CHAPTER SIXTH. — THE CHINESE, RESOURCES, QUARTZ, COPPER.
The Chinese have been a great blessing to this State. They have saved the Americans the trouble of working about one-half of their diggings. They were among the first to render the condition of male humanity tolerable by the introduction of females. The collection of the foreign miners tax, to which they liberally contributed has enriched many worthy men.
Quartz is a fine white rock and sometimes holds a great deal of the precious metal. Much gold can be put in quartz and it will retain it so firmly that you may never get it out again. It is difficult to ascertain whether quartz or river mining has proved most efficacious in cleaning men out of their piles gathered from the placers.
Copper ranks next to quartz in importance at least so far as the cleaning out process is concerned.
To be cleaned out it to arrived at the finale of the process of ‘petering.’
Our most learned geologists (some of whom have made this science a study for weeks) say that a belt of copper extends through the entire State.
There are a few paying claims. The remainder only require depth and more assessments.
The proper method of working a quartz or copper mine can best be learned in a broker’s office on Montgomery street.
There is some oil in California, but it requires for its development depth, assessments and foreign capital!

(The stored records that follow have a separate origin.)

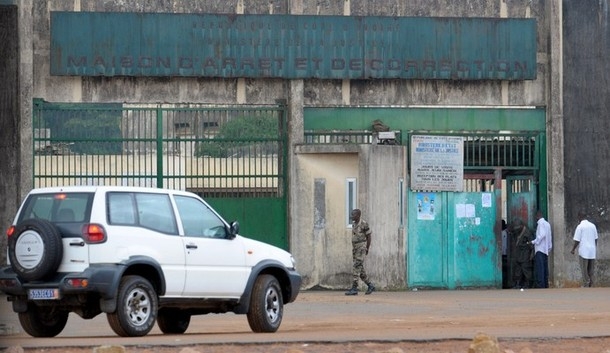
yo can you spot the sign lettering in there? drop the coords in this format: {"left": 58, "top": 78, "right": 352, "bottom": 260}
{"left": 51, "top": 13, "right": 537, "bottom": 80}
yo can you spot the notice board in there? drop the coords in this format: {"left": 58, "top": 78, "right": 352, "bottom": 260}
{"left": 410, "top": 135, "right": 464, "bottom": 192}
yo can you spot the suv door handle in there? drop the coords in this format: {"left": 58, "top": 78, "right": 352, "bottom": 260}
{"left": 186, "top": 243, "right": 198, "bottom": 249}
{"left": 70, "top": 241, "right": 85, "bottom": 247}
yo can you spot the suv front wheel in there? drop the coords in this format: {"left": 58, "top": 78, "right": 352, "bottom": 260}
{"left": 247, "top": 274, "right": 284, "bottom": 333}
{"left": 107, "top": 275, "right": 158, "bottom": 337}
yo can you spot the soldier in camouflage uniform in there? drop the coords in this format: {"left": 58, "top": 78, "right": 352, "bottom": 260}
{"left": 345, "top": 209, "right": 375, "bottom": 295}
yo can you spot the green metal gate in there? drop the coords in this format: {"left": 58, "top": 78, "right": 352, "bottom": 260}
{"left": 406, "top": 132, "right": 542, "bottom": 289}
{"left": 407, "top": 190, "right": 499, "bottom": 289}
{"left": 32, "top": 99, "right": 289, "bottom": 249}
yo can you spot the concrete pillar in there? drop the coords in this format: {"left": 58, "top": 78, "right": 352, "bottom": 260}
{"left": 287, "top": 0, "right": 304, "bottom": 252}
{"left": 0, "top": 5, "right": 18, "bottom": 264}
{"left": 287, "top": 80, "right": 304, "bottom": 252}
{"left": 548, "top": 0, "right": 566, "bottom": 287}
{"left": 19, "top": 0, "right": 33, "bottom": 197}
{"left": 0, "top": 1, "right": 32, "bottom": 263}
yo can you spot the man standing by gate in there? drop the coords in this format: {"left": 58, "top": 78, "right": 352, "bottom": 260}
{"left": 570, "top": 211, "right": 598, "bottom": 287}
{"left": 345, "top": 209, "right": 375, "bottom": 296}
{"left": 531, "top": 210, "right": 552, "bottom": 288}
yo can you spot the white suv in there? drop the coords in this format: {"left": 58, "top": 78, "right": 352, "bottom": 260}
{"left": 0, "top": 186, "right": 301, "bottom": 337}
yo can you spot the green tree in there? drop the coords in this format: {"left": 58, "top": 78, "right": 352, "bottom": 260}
{"left": 37, "top": 102, "right": 122, "bottom": 155}
{"left": 195, "top": 115, "right": 279, "bottom": 158}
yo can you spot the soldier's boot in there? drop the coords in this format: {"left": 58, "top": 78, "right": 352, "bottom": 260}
{"left": 345, "top": 286, "right": 359, "bottom": 296}
{"left": 365, "top": 283, "right": 376, "bottom": 295}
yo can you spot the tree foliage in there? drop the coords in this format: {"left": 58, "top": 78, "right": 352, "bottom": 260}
{"left": 37, "top": 103, "right": 123, "bottom": 155}
{"left": 195, "top": 115, "right": 279, "bottom": 158}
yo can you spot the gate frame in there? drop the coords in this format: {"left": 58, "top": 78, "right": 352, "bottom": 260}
{"left": 405, "top": 131, "right": 544, "bottom": 289}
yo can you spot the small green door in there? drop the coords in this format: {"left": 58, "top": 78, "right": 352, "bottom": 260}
{"left": 505, "top": 176, "right": 537, "bottom": 287}
{"left": 407, "top": 192, "right": 447, "bottom": 287}
{"left": 506, "top": 176, "right": 536, "bottom": 229}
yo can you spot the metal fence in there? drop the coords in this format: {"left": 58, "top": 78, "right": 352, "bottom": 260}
{"left": 304, "top": 129, "right": 541, "bottom": 186}
{"left": 461, "top": 133, "right": 539, "bottom": 170}
{"left": 32, "top": 99, "right": 287, "bottom": 198}
{"left": 303, "top": 129, "right": 539, "bottom": 172}
{"left": 304, "top": 130, "right": 403, "bottom": 145}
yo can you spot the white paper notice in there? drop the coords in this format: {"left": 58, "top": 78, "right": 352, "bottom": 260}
{"left": 482, "top": 193, "right": 492, "bottom": 208}
{"left": 466, "top": 204, "right": 476, "bottom": 218}
{"left": 456, "top": 204, "right": 466, "bottom": 218}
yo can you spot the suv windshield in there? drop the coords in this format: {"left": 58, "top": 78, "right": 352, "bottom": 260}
{"left": 18, "top": 192, "right": 94, "bottom": 223}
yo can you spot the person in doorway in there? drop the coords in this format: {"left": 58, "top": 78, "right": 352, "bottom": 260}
{"left": 501, "top": 220, "right": 510, "bottom": 289}
{"left": 531, "top": 210, "right": 553, "bottom": 288}
{"left": 571, "top": 211, "right": 598, "bottom": 287}
{"left": 512, "top": 219, "right": 535, "bottom": 289}
{"left": 345, "top": 208, "right": 375, "bottom": 296}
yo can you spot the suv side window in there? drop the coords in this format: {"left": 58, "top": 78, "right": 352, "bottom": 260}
{"left": 108, "top": 192, "right": 178, "bottom": 234}
{"left": 174, "top": 195, "right": 227, "bottom": 238}
{"left": 108, "top": 193, "right": 136, "bottom": 225}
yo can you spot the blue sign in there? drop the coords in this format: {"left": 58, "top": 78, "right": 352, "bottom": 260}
{"left": 51, "top": 12, "right": 537, "bottom": 80}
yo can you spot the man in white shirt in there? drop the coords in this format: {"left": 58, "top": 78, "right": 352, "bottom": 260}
{"left": 571, "top": 211, "right": 598, "bottom": 287}
{"left": 531, "top": 210, "right": 552, "bottom": 288}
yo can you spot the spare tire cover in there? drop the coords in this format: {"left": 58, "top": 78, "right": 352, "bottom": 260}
{"left": 9, "top": 219, "right": 63, "bottom": 281}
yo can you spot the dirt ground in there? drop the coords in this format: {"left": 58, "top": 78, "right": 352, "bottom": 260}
{"left": 4, "top": 289, "right": 610, "bottom": 353}
{"left": 7, "top": 338, "right": 610, "bottom": 353}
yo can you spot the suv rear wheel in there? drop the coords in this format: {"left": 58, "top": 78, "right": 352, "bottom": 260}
{"left": 9, "top": 219, "right": 63, "bottom": 281}
{"left": 247, "top": 274, "right": 284, "bottom": 332}
{"left": 107, "top": 275, "right": 158, "bottom": 337}
{"left": 18, "top": 303, "right": 69, "bottom": 337}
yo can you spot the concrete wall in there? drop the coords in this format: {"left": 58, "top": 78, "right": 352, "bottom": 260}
{"left": 293, "top": 145, "right": 406, "bottom": 289}
{"left": 30, "top": 0, "right": 548, "bottom": 108}
{"left": 291, "top": 148, "right": 359, "bottom": 288}
{"left": 361, "top": 145, "right": 407, "bottom": 289}
{"left": 561, "top": 0, "right": 610, "bottom": 286}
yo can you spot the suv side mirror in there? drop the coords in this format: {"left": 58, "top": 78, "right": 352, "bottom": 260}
{"left": 229, "top": 221, "right": 239, "bottom": 238}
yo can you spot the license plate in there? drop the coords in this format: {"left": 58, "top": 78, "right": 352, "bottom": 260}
{"left": 28, "top": 288, "right": 60, "bottom": 300}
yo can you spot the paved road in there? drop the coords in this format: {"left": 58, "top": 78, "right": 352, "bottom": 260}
{"left": 1, "top": 288, "right": 609, "bottom": 349}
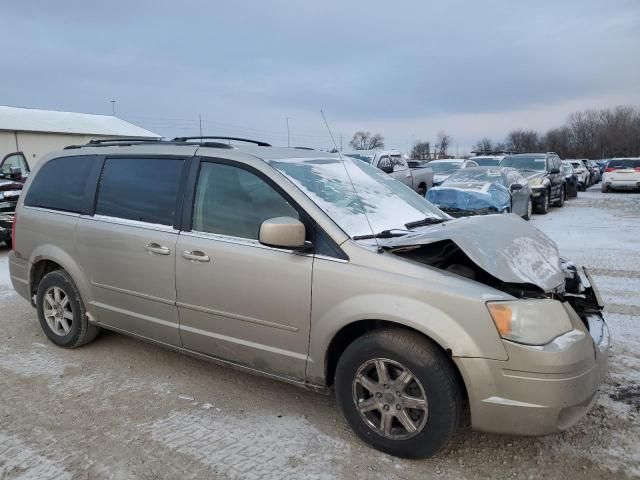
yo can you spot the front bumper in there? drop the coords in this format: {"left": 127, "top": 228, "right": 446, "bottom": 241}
{"left": 455, "top": 310, "right": 609, "bottom": 436}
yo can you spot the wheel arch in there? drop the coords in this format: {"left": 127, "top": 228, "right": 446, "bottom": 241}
{"left": 322, "top": 319, "right": 468, "bottom": 403}
{"left": 29, "top": 246, "right": 92, "bottom": 311}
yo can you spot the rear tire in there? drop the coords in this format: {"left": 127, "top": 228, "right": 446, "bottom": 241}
{"left": 417, "top": 184, "right": 427, "bottom": 197}
{"left": 3, "top": 239, "right": 11, "bottom": 250}
{"left": 36, "top": 270, "right": 100, "bottom": 348}
{"left": 335, "top": 329, "right": 463, "bottom": 459}
{"left": 601, "top": 184, "right": 609, "bottom": 193}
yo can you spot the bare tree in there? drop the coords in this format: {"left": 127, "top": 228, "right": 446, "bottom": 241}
{"left": 436, "top": 131, "right": 452, "bottom": 158}
{"left": 473, "top": 137, "right": 493, "bottom": 154}
{"left": 506, "top": 129, "right": 542, "bottom": 153}
{"left": 543, "top": 126, "right": 573, "bottom": 158}
{"left": 349, "top": 131, "right": 385, "bottom": 150}
{"left": 411, "top": 141, "right": 431, "bottom": 160}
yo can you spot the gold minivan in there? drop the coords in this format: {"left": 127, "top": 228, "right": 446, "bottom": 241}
{"left": 9, "top": 138, "right": 609, "bottom": 458}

Above picture, along with many other awesome ones can be found HERE: San Francisco in the Past in Black and White
CHAPTER SEVENTH. — TOWNS AND CITIES.
San Francisco is the principal town in California. Sacramento comes next in importance, Stockton next, and Dutch Flat next. San Francisco is situated directly opposite Goat Island, and is noted chiefly for its earthquakes and for being General Halleck‘s Thomas Maguire’s and Samuel Brannan‘s stamping ground.
A large portion of the city is built over the water. The early settlers were not aware for several years that there was any land back.

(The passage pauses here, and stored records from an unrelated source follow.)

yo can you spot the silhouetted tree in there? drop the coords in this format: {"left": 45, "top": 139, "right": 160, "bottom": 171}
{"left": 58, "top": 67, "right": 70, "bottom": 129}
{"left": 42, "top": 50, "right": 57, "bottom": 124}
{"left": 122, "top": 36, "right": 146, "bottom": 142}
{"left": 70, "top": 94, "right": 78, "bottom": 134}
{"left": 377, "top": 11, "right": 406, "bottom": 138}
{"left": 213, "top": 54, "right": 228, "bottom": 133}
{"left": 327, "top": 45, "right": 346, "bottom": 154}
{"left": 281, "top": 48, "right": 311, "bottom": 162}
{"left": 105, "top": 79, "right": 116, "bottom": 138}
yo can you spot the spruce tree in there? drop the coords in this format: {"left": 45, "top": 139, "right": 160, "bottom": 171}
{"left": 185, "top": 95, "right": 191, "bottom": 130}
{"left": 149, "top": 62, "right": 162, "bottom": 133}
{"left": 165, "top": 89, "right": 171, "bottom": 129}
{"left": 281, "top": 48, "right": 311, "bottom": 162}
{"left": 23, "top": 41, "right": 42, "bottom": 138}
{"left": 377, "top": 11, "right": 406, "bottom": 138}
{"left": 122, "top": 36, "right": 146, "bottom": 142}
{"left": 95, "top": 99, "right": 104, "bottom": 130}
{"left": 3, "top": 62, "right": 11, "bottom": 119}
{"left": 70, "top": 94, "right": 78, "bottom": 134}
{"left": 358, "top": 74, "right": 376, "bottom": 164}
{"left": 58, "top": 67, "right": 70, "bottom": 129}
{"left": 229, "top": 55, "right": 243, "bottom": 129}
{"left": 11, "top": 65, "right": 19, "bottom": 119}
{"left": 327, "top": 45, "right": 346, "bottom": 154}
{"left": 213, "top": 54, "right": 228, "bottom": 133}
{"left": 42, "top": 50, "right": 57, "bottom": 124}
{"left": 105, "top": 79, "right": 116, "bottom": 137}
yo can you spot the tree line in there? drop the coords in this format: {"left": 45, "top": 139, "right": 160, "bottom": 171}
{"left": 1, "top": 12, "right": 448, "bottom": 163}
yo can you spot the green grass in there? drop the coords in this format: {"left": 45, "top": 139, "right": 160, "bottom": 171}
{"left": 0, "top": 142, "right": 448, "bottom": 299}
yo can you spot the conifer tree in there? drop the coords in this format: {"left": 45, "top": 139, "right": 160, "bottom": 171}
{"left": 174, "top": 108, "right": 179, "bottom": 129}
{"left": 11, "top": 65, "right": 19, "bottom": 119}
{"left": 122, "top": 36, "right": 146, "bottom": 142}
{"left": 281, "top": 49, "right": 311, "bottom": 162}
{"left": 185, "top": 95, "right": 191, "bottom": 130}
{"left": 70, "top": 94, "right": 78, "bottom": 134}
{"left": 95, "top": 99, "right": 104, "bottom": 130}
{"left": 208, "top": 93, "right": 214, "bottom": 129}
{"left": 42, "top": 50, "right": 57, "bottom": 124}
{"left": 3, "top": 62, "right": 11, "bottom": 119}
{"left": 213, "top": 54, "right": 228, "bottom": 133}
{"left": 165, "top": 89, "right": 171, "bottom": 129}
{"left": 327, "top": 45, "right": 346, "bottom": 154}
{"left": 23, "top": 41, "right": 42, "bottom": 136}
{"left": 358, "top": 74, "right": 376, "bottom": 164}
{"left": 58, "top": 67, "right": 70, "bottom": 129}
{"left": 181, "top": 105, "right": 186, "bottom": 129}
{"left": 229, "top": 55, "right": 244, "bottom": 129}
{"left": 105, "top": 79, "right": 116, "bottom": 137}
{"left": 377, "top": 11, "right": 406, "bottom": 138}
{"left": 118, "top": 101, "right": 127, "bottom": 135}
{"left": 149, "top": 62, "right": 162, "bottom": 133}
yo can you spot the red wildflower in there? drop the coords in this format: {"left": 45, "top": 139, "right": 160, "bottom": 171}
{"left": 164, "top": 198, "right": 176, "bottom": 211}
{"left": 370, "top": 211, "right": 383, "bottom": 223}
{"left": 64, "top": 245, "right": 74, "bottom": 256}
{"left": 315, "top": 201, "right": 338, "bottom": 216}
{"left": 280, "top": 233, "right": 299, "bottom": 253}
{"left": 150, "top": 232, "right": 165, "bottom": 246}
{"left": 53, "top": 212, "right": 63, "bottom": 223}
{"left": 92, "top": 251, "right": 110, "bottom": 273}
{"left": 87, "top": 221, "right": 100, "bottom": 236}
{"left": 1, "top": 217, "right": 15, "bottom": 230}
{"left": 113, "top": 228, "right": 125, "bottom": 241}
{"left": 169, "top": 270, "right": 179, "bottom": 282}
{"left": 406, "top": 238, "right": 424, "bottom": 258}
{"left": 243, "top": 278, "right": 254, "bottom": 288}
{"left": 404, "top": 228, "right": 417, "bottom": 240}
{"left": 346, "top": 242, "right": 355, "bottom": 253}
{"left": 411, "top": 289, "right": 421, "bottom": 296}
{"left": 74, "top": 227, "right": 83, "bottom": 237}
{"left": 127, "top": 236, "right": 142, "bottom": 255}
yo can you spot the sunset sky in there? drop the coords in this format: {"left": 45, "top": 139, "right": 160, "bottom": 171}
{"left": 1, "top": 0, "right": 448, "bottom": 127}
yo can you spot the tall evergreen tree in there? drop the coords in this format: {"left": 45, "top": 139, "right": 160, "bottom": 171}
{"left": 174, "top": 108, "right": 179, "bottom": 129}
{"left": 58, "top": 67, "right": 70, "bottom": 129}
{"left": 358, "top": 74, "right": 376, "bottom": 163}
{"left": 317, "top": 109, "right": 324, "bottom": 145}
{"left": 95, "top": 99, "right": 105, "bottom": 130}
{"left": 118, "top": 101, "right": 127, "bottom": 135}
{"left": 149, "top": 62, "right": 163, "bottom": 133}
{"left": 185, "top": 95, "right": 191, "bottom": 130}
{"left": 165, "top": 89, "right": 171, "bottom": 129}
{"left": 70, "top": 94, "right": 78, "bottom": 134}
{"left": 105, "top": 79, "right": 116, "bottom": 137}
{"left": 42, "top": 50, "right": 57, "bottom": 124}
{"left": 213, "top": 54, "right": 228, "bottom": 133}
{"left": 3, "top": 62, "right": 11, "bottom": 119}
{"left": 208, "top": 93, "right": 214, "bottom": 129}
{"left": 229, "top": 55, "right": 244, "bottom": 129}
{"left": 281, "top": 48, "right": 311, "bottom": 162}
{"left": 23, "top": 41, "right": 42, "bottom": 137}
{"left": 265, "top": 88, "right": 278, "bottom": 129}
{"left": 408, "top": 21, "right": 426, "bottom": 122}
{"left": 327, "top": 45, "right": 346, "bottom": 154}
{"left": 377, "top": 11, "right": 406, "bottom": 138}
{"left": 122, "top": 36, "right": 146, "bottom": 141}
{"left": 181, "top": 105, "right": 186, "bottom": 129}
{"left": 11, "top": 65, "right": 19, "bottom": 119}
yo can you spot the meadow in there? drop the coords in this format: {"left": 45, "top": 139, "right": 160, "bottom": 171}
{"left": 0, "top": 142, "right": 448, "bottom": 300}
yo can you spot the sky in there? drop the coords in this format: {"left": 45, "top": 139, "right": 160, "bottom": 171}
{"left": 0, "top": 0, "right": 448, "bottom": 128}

With the exception of Telegraph Hill it has several times been destroyed by fire.
San Francisco is also noted for the number and variety of its local novelists, and the pomp and splendor of its lunch tables. The principal public buildings are the Station House, and the old Bulletin office in Merchant street.
The old Bulletin office is of the ironical style of architecture, and is ornamented outwardly with fresco a’la poster.

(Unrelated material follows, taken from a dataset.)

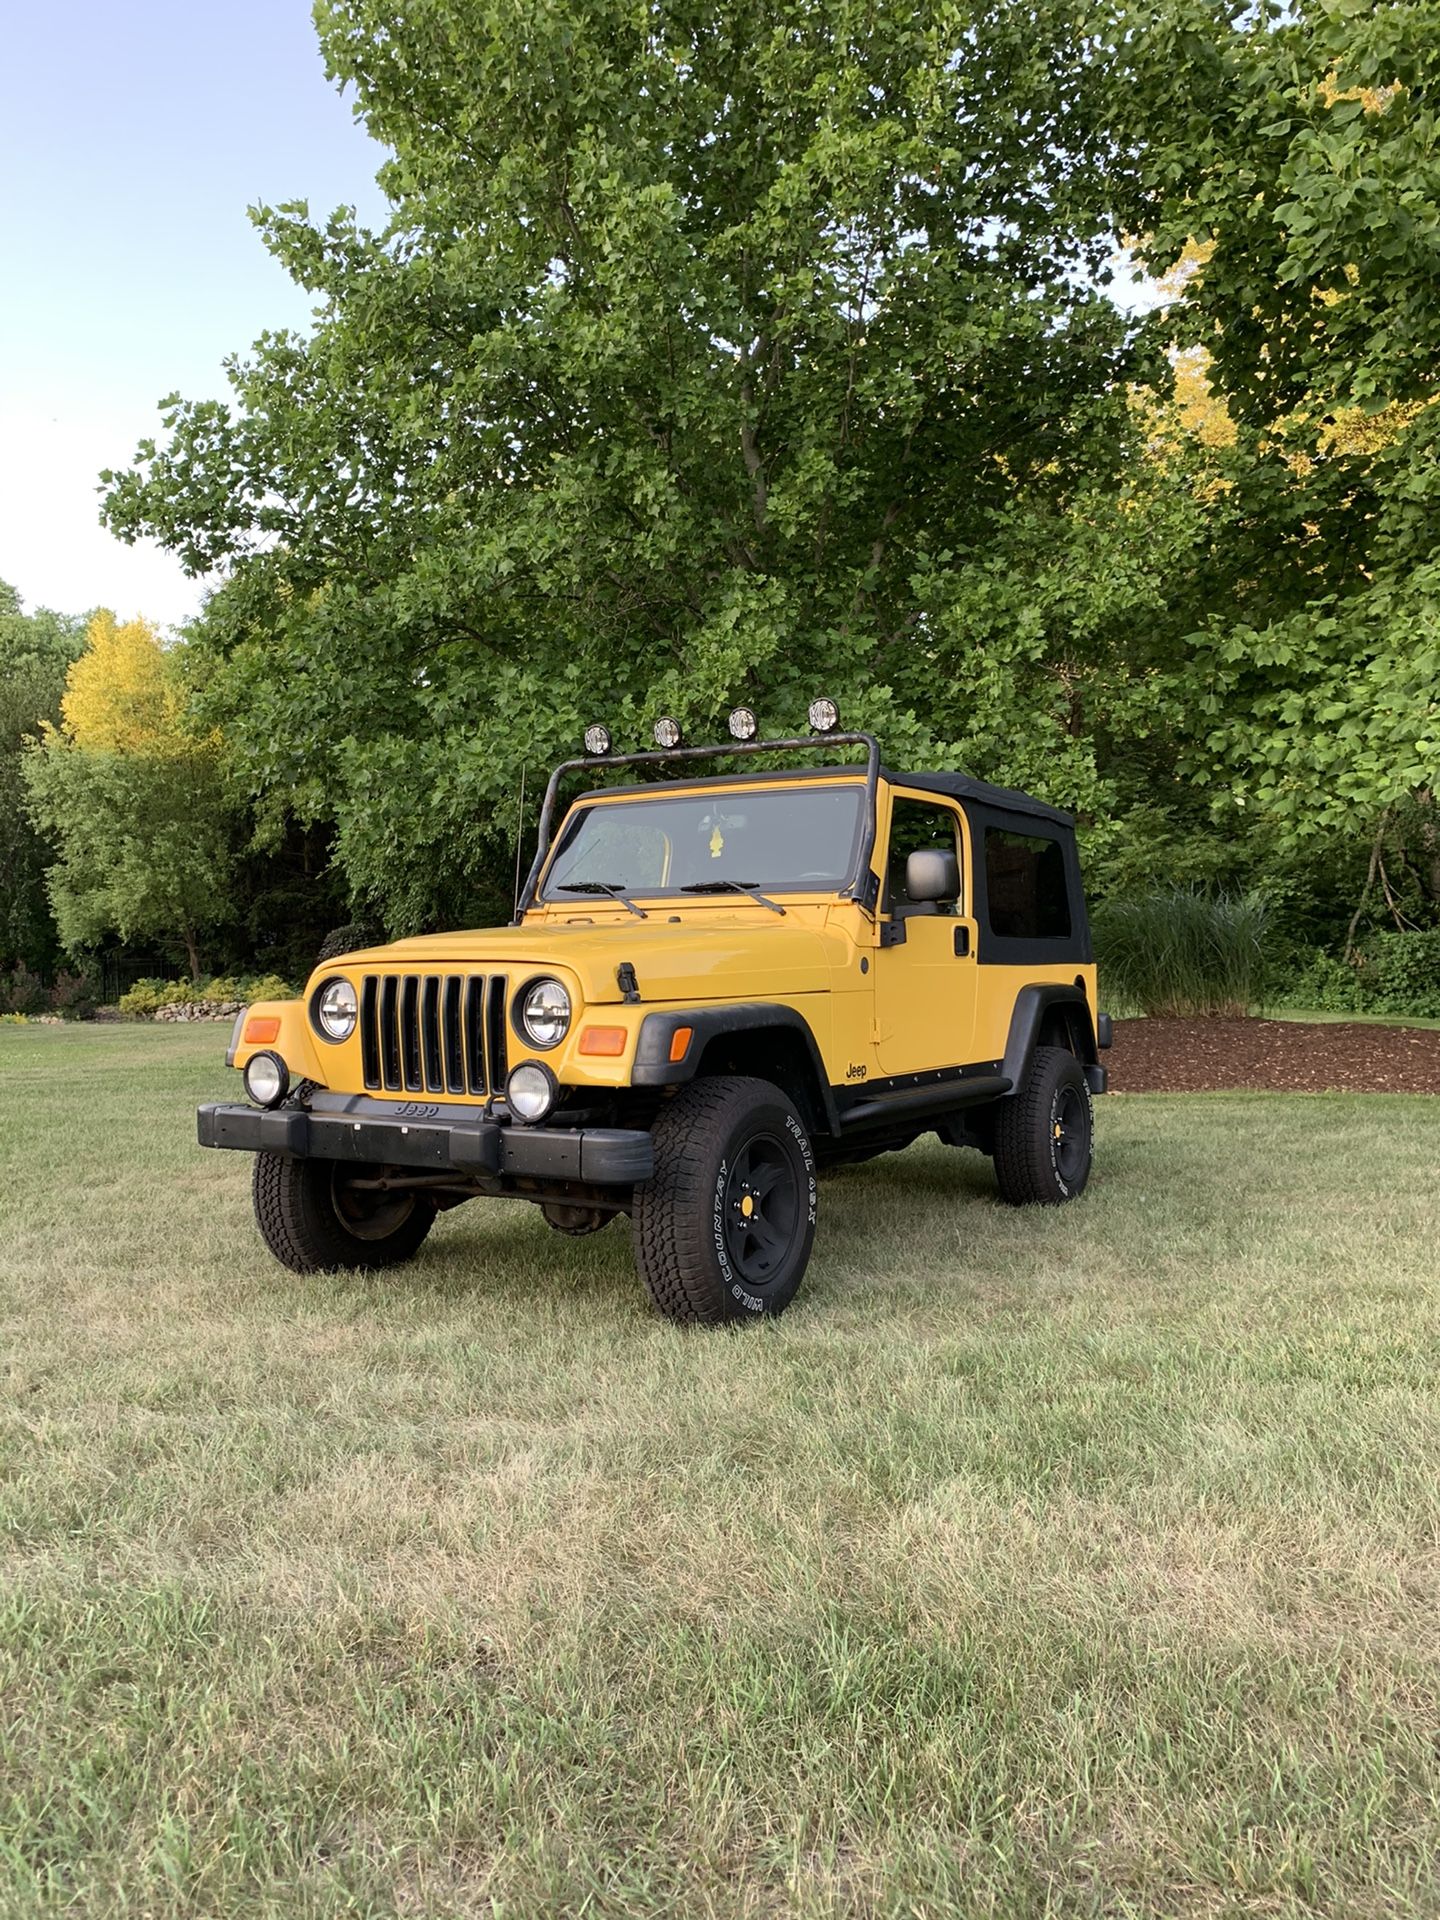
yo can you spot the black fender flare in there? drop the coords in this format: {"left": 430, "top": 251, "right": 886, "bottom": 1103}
{"left": 1000, "top": 985, "right": 1100, "bottom": 1093}
{"left": 632, "top": 1003, "right": 840, "bottom": 1135}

San Francisco also boasts an extensive zoological collection at North Beach, and a public gallery of modern and unique statuary at the Willows.
The inhabitants are Cosmopolitan, Mongolian, and Ethiopian. A few small American traders and mechanics still linger in its precincts.
Trade and commerce flourish to some extent in San Francisco, but the principal occupation of the people consists in building new school-houses, growling about high fares on the street railroads, fighting the Moore claim, paying poll taxes, and all sorts of taxes, and getting run over by the Market street cars.
Sacramento by the way is the capital of California, and is noted for its humidity in the rainy season.
CHAPTER EIGHTH. — SOCIETY.
California society is generally mixed. The females are generally ‘fast.’ Males ditto. Marriage is expensive and unpopular. Divorces are cheap, and often prove a never-failing relief in time of need.
A brilliant future is in store for California, and the day is not far distant when she may rank next to many other States in the Union.